After the session, I asked Walden if there was something in particular about the Donald Trump era that is informing what scripted shows are moving forward. She told me, “It’s hard to find a great answer because programming is not that simple. The development process is not that simple… When I started working at Fox in 92, the company had decided that dramas were dead. They weren’t viable businesses and because newsmagazines were so efficient to produce and financially so much more tolerable than a drama. So that year our company developed very few dramas. One thing was The X-Files and David Bochco developed NYPD Blue on the lot. Both billion-dollar shows.”

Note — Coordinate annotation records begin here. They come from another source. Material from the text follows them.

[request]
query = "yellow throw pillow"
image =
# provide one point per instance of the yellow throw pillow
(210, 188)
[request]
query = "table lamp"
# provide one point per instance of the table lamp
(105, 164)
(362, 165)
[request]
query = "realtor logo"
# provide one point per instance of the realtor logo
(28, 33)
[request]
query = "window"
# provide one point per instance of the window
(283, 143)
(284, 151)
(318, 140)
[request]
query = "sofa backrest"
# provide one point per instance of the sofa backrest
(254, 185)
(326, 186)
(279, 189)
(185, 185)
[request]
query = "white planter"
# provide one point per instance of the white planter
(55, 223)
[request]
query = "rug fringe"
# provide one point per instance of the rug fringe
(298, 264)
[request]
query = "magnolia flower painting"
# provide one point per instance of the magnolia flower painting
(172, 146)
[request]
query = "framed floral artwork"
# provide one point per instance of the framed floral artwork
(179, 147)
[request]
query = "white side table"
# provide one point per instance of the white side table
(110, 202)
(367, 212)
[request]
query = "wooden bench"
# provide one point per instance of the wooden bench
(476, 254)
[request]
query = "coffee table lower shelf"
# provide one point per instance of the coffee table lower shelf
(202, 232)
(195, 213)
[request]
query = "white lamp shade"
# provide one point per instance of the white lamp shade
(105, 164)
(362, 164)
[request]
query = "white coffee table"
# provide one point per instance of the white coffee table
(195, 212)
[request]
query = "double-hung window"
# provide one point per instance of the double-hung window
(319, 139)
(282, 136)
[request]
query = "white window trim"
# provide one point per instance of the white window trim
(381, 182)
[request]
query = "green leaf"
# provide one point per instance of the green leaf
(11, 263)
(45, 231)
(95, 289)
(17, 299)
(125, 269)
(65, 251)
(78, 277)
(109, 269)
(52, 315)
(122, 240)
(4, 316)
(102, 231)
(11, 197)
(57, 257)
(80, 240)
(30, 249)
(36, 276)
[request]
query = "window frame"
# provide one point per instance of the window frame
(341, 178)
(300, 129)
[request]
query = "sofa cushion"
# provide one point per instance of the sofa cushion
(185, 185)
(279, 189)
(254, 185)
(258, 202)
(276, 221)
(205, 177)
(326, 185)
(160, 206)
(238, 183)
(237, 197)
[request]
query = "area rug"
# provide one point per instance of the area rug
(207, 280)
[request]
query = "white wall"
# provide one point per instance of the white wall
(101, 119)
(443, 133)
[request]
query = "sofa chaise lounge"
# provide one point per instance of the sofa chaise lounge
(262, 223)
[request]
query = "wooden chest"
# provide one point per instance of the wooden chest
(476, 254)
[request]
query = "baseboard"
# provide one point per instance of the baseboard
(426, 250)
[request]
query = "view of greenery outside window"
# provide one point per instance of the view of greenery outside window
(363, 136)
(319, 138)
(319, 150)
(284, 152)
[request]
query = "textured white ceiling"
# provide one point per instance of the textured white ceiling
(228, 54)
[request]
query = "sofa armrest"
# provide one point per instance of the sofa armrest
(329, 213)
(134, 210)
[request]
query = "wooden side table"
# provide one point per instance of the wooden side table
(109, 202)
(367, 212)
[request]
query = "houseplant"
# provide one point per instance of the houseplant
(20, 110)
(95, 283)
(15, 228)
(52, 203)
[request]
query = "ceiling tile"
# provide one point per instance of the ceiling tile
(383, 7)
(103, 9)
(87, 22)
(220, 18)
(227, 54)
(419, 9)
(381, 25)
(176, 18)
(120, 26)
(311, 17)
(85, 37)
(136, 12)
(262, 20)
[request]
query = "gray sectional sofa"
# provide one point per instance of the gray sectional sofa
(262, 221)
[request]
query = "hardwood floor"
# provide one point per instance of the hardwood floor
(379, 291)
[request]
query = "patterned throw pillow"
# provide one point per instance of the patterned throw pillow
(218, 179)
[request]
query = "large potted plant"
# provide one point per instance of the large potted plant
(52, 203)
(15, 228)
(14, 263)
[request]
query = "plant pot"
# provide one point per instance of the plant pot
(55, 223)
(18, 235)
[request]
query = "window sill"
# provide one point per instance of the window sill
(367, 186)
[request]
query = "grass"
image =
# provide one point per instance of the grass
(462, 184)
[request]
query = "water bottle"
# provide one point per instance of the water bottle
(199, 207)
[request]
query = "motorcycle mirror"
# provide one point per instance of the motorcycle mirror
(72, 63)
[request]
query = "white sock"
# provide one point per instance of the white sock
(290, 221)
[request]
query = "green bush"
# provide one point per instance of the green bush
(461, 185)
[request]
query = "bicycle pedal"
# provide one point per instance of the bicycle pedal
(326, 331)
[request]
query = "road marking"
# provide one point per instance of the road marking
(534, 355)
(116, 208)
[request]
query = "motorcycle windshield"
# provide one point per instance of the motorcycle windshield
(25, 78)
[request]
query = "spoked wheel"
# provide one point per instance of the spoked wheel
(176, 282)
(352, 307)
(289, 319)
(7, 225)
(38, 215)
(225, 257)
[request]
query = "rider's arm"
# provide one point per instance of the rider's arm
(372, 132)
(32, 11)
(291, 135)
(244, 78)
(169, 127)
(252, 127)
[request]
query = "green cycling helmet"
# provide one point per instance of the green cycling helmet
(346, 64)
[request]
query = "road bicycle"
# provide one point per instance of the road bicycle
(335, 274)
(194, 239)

Talking about the Fox-produced NBC breakout drama This Is Us, which is on its way to becoming the biggest show on broadcast, Walden continued, “Whatever over-correction I think sitting here today the U.S. public might want could be totally wrong. You have to develop a broad range of projects. One thing we’ve seen with This Is Us is that people want to escape a little bit into the lives of others with beautiful emotional storylines where a country that needs a good cry can have one without seeming crazy. So I would say my real takeaway is that we should all be pushing for extreme emotion. That doesn’t mean extremely sad, but extreme interactions between human beings. To more narrowly define it means that we risk being the company that doesn’t develop any dramas the year people say people don’t want to watch dramas anymore. Genuine zeitgeist you cannot plan.”

So, why did This Is Us end up at NBC. “The script felt like Parenthood or Thirtysomething. It did not feel like a slam dunk Fox show. It was incredible quality with incredible characters… It didn’t take us very long to think about it with my studio hat on and think about where a show can be its best version… NBC has treated it like gold. They did every single thing to advantage this show and did it all right.”